Cut to Marc and Wili in her office, both dressed entirely in black, white, and grey. They look like one of those music videos where comic strip characters come to life and dance.

Marc notices that Wili doesn’t seem all that perturbed about Mode’s dire straits.

Wili: The first rule in ruining a magazine is stop caring.

That’s funny. I thought the first rule was don’t talk about Fight Club. Or maybe that’s the second?

Wili is so carefree these days, she’s decided to give Marc the plumb assignment of supervising the Valentino shoot.

Marc: Me? You’ve never asked me to supervise anything before. Wait a minute. Is this part of your plan to make the magazine suck?
Wili: Do you care? There’ll be male models in underwear.
Marc: Not if I have my way.

Cut to a glamorous magazine photo shoot. Marc makes a grand entrance through a rack of clothes, tossing aside his jacket.

Marc: Knock, knock.
Photographer: You’re late. Take off your clothes.
Marc: Easy sailor. Buy a girl a drink first.
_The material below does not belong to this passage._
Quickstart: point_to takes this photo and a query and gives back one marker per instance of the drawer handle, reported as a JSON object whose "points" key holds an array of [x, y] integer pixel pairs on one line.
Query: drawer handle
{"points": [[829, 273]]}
The photographer explains he thought Marc was the model, and then Marc does this hilarious routine of male model poses culminating in slapping his own ass, leading me to wonder what sorts of magazines he’s been fantasizing about modeling for.

The flirtation between the two is off to a fine start, and the photographer introduces himself as “Cliff St. Paul.” I know that when pictures of this guy first showed up on AfterElton.com a few weeks ago, his appearance sparked a range of positive and negative comments. So I’m just going to make it clear from the start that I found this entire storyline with him and Marc absolutely charming and thought Cliff was totally adorable.
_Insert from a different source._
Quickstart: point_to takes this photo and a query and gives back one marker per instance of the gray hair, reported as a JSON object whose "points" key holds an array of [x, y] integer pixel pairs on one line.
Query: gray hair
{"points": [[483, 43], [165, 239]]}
For one thing, he’s the only person on this show to dress like a real person. It’s like someone from my own world has magically transported himself into the fashionably fabulous world of the TV show, like a gayer version of Pleasantville. And as far as his looks …

Listen, I don’t mean this in any way to be offensive, but this is truly the best, most accurate way I can think of to describe him: he’s kind of hobbity. And that is not an insult! Hobbits are cute and sweet and huggable and we all know they’re totally gay. That was clear even at the beginning of the first movie when we learned they throw the best parties, love visiting bars in the village, and hate for anyone to borrow their jewelry.

The same hot bun model from earlier is also at the shoot, worried that the boxer briefs he’s wearing make him look fat. Actually, they do. In all the right places, which Marc can’t help but notice …

Marc: I’ll sign for that package.
Cliff: Please let him be dumb. He can’t have everything.
Hot Buns (laughing sheepishly): Oh! I put ’em on backwards.

Marc leaps up to help him, which gives new meaning to the concept of providing ass-istance. I’m thrilled to see how, after weeks and weeks of being the good fairy who helps everybody else out with their issues, Marc is finally allowed to have a libido. It’s like seeing a neutered terrier suddenly humping his toys.

Cut to Casa Suarez. Papi comes home to find Hilda surrounded by three very old ladies who are not at all spunky or young at heart like senior citizens on TV are federally mandated to be. They’re her new friends she met at the cemetery, and they’ve come over to join in all the fun of making a quilt out of their dead husbands’ shirts.

I was going to make a crack about them being just like the Golden Girls, except Papi beat me to it. But we’re actually both wrong, because they’re more like the Golden Girls 30 years and several hospital stays later.